То, какие задачи ставятся перед армией, — это тоже нечто новое для послевоенной Германии. Там, где сил Федеральной пограничной охраны не хватит для «обеспечения внутреннего порядка», то есть для подавления забастовок, для стрельбы по мирному населению, там можно ввести в действие полицию отдельных федеральных земель и общин, а на тот «случай, если полицейских сил будет недостаточно… могут быть использованы вооруженные силы… для обеспечения режима чрезвычайного положения».
Солдаты против рабочих, солдаты для «защиты внутреннего порядка», солдаты против штатских — разве это ново для Германии? Нет, новое здесь только то, что такие методы общения между государственной властью и народом называются теперь «демократией».
Собственность может быть конфискована, выборы на неопределенное время отменены, федеральное правительство узурпирует прерогативы законодательных органов отдельных федеральных земель, правительство может, игнорируя разглагольствования бундестага и бундесрата, выпускать законы любого содержания и любого срока действия. Бундестаг хотя и вправе в любое время отменить все осуществленные мероприятия, но, однако, на пути «принятия постановления» могут встать «непреодолимые препятствия» — и тогда всё: круг замкнулся, демократия изгнана.

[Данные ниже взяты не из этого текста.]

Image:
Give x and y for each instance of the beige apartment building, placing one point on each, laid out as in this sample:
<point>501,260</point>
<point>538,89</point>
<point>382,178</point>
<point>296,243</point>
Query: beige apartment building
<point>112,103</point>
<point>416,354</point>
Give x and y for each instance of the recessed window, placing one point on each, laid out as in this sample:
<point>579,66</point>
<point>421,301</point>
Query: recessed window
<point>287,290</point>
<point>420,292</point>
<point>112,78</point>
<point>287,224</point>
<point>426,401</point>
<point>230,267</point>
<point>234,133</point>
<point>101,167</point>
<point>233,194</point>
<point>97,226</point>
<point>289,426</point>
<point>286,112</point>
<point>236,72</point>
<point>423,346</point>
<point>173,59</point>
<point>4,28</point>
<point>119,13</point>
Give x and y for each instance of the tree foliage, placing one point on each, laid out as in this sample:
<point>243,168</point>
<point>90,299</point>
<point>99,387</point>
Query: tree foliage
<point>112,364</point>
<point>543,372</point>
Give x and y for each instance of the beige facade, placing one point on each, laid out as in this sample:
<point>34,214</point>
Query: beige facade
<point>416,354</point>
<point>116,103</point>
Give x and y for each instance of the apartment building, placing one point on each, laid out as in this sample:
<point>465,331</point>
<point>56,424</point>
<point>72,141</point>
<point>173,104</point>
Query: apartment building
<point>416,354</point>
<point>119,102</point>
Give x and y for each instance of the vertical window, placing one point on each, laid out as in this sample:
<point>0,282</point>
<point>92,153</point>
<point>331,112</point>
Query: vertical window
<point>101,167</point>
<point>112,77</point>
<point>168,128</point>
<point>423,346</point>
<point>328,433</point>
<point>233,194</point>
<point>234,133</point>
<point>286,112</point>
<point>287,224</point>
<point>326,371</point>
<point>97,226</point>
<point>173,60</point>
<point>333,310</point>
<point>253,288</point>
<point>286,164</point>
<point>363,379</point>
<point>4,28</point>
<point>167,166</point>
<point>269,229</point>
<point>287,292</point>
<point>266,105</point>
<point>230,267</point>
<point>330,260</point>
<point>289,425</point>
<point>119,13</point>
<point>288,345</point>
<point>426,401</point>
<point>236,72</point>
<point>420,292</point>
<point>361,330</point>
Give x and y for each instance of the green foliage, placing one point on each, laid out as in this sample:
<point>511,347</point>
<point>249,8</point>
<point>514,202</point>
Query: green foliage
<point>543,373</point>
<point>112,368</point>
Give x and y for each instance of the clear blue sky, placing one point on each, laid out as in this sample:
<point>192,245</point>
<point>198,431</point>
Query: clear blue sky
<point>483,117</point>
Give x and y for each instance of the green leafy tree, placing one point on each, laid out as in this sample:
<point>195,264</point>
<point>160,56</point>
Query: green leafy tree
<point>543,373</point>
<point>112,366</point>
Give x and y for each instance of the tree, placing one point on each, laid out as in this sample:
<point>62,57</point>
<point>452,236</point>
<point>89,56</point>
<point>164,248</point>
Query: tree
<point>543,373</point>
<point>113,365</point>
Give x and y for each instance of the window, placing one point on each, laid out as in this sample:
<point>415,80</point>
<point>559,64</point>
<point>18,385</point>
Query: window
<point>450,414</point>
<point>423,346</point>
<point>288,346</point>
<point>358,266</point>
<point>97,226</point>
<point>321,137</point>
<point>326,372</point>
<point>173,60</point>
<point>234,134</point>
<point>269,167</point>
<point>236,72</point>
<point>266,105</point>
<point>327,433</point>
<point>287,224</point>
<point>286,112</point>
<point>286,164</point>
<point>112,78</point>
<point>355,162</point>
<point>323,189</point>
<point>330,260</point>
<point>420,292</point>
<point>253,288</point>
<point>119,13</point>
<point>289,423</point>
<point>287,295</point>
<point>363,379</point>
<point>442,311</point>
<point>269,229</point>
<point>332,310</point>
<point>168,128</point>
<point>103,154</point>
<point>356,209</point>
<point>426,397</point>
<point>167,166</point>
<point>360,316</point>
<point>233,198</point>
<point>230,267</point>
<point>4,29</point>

Винфрид Мартини, писатель и салонный фашист, очень точно замечает в своей последней книге: «Демократия является государственной формой общества, где запрещены кризисы!», а также «государственной формой оптимизма» («Свобода по вызову», Кёльн — Западный Берлин, 1960, с. 213) — и превращается в пламенного поборника Закона о чрезвычайном положении. Это, надо так понимать, диалектика: вместо того, чтобы ради «сохранения демократии» проводить «антикризисную» политику, то есть политику без экспериментов — таких, как ядерное вооружение или Закон о чрезвычайном положении, — правительство, напротив, стремится вызвать кризис, чтобы затем «вылечить» его путем развязывания террора против населения[17]
.Еще в 1953 году Юнге выпустил кота из мешка, бросив: «Что прежде выглядело, как демократия в виде чего–то рискованного, то сегодня предъявляется демократией из роскоши; если народ не Хочет того, что хочет правительство, народ должен подать в отставку; если правительство окажется несостоятельным, то народ должен переселиться в трудовые лагеря, армию и тюрьмы».

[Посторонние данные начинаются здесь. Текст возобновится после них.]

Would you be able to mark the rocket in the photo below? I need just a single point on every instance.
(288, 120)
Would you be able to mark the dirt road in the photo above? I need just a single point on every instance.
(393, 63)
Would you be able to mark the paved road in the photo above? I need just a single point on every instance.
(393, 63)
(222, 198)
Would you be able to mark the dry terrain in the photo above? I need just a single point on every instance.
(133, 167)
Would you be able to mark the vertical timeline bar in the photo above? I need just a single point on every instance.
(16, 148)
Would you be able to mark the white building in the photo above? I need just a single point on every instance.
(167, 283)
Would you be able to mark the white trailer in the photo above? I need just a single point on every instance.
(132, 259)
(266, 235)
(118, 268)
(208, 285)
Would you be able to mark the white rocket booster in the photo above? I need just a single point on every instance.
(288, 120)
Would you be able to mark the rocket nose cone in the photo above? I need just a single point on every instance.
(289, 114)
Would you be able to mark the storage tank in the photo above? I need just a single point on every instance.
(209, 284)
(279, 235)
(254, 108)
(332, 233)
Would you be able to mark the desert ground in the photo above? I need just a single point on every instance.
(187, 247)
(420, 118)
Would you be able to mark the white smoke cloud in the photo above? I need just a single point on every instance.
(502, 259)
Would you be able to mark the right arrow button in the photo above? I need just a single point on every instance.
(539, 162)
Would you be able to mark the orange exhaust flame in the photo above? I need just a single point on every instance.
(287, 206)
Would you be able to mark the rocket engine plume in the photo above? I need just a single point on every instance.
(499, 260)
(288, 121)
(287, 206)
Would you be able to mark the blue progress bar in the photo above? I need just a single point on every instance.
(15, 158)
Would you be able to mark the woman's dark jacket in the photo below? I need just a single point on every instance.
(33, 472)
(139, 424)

Если бросить взгляд назад, на «нормальные» вредна, то есть не принимать во внимание 12 лет немецкого фашизма, то у проекта Закона о чрезвычайном положении есть один–единственный пример: Законы о социалистах империи Бисмарка. Однако когда имперский канцлер князь Отто фон Бисмарк в 1890 году в четвертый раз потребовал продлить эти законы и представил кайзеру план по отмене всеобщего избирательного права и нейтрализации рейхстага, Вильгельм II заставил Бисмарка подать прошение об отставке. Ликвидация достижений революции 1848 года даже германскому монарху, одному из самых лютых ненавистников социалистов в XIX столетии, показалась оторванной от действительности и поэтому невыполнимой — не в последнюю очередь в силу того факта, что немецкой социал–демократии во время ее двенадцатилетнего пребывания в подполье удалось выжить как оппозиции, не дать заглушить свой голос. Достойным примером для нас остается заявление социал–демократической фракции в рейхстаге по проекту «Исключительного закона», сделанное 23 мая 1878 года.

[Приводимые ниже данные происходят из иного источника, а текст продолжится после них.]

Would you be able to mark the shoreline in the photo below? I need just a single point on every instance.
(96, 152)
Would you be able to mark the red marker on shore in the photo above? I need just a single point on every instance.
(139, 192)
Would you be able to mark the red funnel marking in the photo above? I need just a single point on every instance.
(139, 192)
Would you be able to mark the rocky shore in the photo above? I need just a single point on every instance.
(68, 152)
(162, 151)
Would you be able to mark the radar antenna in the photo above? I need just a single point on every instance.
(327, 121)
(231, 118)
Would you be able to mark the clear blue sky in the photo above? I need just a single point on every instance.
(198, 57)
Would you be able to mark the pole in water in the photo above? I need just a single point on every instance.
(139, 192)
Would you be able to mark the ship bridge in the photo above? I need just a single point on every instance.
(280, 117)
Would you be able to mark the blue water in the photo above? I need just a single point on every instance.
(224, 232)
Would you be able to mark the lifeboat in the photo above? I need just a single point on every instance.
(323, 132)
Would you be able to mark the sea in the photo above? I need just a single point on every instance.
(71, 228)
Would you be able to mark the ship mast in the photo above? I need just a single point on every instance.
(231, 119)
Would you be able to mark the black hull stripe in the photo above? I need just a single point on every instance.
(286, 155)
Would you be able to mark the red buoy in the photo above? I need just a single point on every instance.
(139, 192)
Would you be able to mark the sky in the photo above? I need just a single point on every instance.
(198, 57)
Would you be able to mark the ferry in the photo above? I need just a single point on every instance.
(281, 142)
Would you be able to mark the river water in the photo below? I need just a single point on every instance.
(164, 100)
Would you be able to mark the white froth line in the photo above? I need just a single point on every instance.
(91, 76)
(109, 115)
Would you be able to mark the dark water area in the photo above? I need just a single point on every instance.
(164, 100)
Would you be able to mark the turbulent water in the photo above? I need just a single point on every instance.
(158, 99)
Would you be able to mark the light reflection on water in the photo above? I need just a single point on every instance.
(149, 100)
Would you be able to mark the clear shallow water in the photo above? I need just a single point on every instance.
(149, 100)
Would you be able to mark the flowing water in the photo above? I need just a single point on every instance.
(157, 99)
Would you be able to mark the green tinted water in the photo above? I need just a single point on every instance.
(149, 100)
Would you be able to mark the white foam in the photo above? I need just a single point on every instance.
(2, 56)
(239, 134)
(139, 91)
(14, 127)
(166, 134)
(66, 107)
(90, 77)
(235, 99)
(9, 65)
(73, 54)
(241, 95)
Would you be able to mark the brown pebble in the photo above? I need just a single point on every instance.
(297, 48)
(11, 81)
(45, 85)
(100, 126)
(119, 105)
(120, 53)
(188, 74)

Фактически бессильная немецкая социал–демократия все же боролась против Законов о социалистах в империи Бисмарка и против «Закона о защите народа и государства» в марте 1933 года. Ни Либкнехт, ни Вельс не располагали в германском рейхстаге минимумом голосов для наложения вето[18]
, но такой минимум есть у социал–демократии образца 1960 года. Борьба сегодня может спасти немецкую послевоенную демократию. «Да — конституции» означает сегодня «Да — основным свободам и демократическому устройству ФРГ» и «Нет —Закону о чрезвычайном положении»!ПРОТИВ КОГО?
С принятием Закона о чрезвычайном положении наша конституция развалится, как карточный домик — вне зависимости от того, плохая она или хорошая, христианско–демократическая или социал–демократическая.
Но альтернативой Закону о чрезвычайном положении при возникновении чрезвычайной ситуации может быть только государственный переворот со стороны правительства — так «объясняют» нам социал–демократы. Это «объяснение» висит дамокловым мечом над дискуссией о чрезвычайном положении, принуждая сказать «да» даже тех, кто думает и чувствует «нет».
Теперь голоса членов руководства СДПГ — тех, кто еще два года назад выступал против Закона о чрезвычайном положении (таких, как депутат бундестага и бывший председатель «Комитета против ядерной смерти» Вальтер Менцель) — заглушены. А рядовых противников Закона о чрезвычайном положении — таких, как известный профессор из Марбурга Вольфганг Абендрот — и вовсе исключили из СДПГ.